WILLIHNGANZ: Let me ask you one final question.

SHANDS: Sure, sure.

WILLIHNGANZ: What do we need to do to attract the American Craft Council to move?

SHANDS: I think that it is, I think it, is going to be money. I think that if they can, if they can, they’re looking at…I’m sure that it’s the finances that make them want to move. Being too expensive in New York, and the location is fine, you know. The whole thing about Louisville is within you’re now one hundred miles of everywhere. That’s good. There’s an airport here and you can get in and out easily. I think that if they can, that, I think first of all if they can…if the art museum of Art and Craft makes a big play for them. I think that would be really important to make it, to try sweetening it, and making it as attractive as possible.

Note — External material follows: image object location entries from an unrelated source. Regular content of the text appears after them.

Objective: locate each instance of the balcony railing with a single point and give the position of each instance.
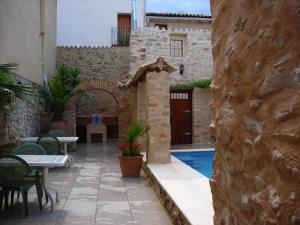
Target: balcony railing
(120, 36)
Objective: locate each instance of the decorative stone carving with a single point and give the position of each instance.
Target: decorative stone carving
(256, 179)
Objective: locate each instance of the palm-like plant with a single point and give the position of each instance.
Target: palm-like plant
(9, 90)
(60, 90)
(130, 148)
(69, 76)
(56, 97)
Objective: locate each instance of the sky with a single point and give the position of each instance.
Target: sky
(187, 6)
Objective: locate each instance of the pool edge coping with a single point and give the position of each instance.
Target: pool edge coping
(193, 171)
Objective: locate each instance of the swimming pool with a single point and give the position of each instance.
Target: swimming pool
(202, 161)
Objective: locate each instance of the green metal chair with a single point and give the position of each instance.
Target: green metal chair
(57, 133)
(51, 144)
(29, 149)
(13, 173)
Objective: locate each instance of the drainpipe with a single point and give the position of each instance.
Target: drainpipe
(134, 16)
(42, 35)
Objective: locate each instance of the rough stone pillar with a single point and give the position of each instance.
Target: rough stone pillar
(141, 112)
(256, 103)
(158, 116)
(202, 116)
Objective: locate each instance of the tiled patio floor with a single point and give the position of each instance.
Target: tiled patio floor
(93, 192)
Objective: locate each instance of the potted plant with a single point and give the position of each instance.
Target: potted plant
(131, 159)
(58, 93)
(10, 89)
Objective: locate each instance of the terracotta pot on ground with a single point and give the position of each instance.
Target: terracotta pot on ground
(131, 165)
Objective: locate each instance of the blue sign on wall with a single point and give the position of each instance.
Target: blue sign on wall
(96, 119)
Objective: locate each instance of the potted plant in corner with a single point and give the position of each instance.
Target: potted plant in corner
(58, 93)
(131, 159)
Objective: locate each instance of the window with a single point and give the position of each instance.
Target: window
(176, 48)
(161, 26)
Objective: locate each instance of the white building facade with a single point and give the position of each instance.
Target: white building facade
(98, 23)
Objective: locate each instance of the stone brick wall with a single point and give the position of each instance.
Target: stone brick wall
(24, 121)
(158, 116)
(106, 64)
(150, 43)
(256, 103)
(96, 63)
(97, 102)
(202, 116)
(124, 97)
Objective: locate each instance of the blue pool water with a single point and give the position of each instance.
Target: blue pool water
(200, 161)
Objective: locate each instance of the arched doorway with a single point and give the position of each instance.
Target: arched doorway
(123, 97)
(96, 117)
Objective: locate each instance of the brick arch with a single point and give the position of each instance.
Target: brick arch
(121, 95)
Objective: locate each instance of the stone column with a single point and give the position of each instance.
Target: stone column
(141, 112)
(158, 116)
(256, 103)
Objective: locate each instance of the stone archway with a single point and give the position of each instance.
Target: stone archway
(123, 97)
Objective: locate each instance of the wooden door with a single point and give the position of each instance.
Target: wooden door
(123, 30)
(181, 116)
(124, 21)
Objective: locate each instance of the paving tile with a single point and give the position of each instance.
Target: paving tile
(93, 192)
(112, 205)
(144, 205)
(115, 223)
(141, 196)
(86, 192)
(114, 216)
(140, 216)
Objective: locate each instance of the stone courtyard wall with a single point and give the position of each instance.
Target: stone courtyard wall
(202, 116)
(151, 43)
(256, 103)
(97, 102)
(24, 121)
(96, 64)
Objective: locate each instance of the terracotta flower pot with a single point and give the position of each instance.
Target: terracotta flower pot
(131, 165)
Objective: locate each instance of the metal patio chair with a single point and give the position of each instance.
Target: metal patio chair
(13, 177)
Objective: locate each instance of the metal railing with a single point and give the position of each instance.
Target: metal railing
(120, 36)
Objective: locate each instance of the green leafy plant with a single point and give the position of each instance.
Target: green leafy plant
(194, 84)
(60, 90)
(10, 91)
(69, 76)
(129, 147)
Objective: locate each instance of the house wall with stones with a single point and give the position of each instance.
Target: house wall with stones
(24, 121)
(256, 103)
(202, 116)
(150, 43)
(97, 102)
(181, 24)
(96, 64)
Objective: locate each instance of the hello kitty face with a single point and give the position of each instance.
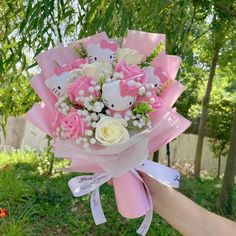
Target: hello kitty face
(156, 76)
(58, 83)
(105, 51)
(117, 97)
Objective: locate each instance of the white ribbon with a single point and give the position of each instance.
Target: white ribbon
(81, 185)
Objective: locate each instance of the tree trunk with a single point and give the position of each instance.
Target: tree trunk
(225, 200)
(218, 168)
(204, 115)
(156, 156)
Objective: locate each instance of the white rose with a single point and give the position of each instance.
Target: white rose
(97, 70)
(130, 56)
(111, 130)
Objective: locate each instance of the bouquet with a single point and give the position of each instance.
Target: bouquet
(107, 104)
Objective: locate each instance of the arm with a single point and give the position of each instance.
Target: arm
(186, 216)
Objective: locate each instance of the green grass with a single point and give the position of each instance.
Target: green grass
(43, 205)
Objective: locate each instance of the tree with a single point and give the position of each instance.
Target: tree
(225, 199)
(218, 42)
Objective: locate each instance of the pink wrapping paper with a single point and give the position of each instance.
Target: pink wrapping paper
(131, 197)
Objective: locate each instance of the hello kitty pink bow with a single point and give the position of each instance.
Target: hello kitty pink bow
(110, 45)
(69, 67)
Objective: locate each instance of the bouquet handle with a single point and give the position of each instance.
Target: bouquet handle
(131, 197)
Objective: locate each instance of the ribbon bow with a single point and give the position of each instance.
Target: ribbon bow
(110, 45)
(81, 185)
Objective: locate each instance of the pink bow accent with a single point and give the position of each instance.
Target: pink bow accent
(112, 46)
(163, 77)
(127, 89)
(69, 67)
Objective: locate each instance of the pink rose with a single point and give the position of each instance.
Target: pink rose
(72, 125)
(131, 72)
(82, 83)
(155, 105)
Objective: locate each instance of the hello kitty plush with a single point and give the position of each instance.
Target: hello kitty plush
(105, 51)
(64, 75)
(119, 96)
(156, 76)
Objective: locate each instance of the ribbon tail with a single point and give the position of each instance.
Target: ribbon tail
(144, 227)
(96, 208)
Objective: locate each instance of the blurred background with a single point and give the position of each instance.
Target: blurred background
(33, 189)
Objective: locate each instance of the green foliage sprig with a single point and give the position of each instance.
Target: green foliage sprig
(81, 51)
(142, 109)
(153, 54)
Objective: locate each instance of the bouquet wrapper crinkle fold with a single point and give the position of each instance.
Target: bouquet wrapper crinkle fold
(107, 110)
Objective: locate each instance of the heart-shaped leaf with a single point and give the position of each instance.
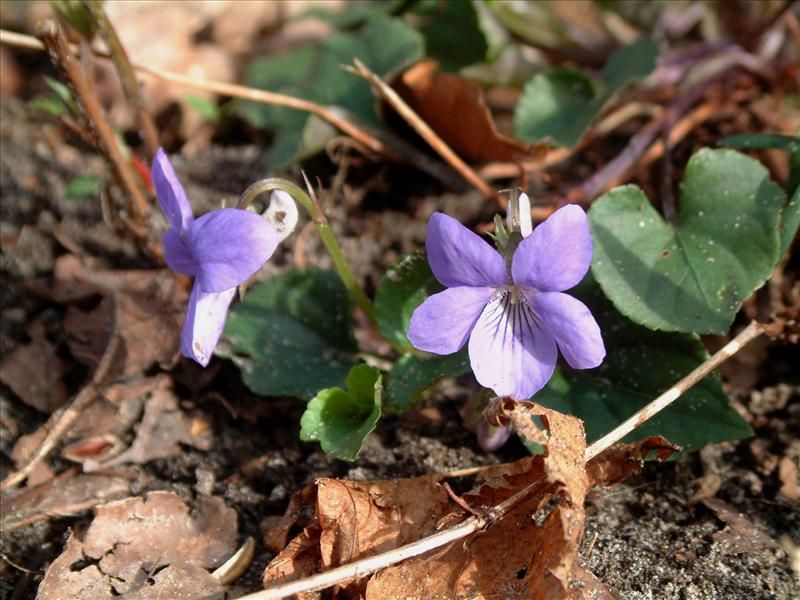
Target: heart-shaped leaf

I think that they need to get business people alike. A wonderful example actually would be Christie Brown, behind it. Who, people have money. And to show them and, and the, I mean that the buildings are not that expensive compared to New York. They could do just as good a job here as, as they could do anywhere in the United States. And, I guess, the Presbyterians are happy that they did it. And, I guess, Embroiders Guild are happy. There are other organizations. There is sort of a trend of national organizations that have a headquarters here. If, if they can get some good feedback from these organizations, I mean, I don’t know whether it’s good or bad. You know. It would be good for Louisville.

WILLIHNGANZ: Very good. Okay Mr. Shands, thank you.

SHANDS: Okay. Well I’m delighted, I’m delighted. It’s a lot of fun.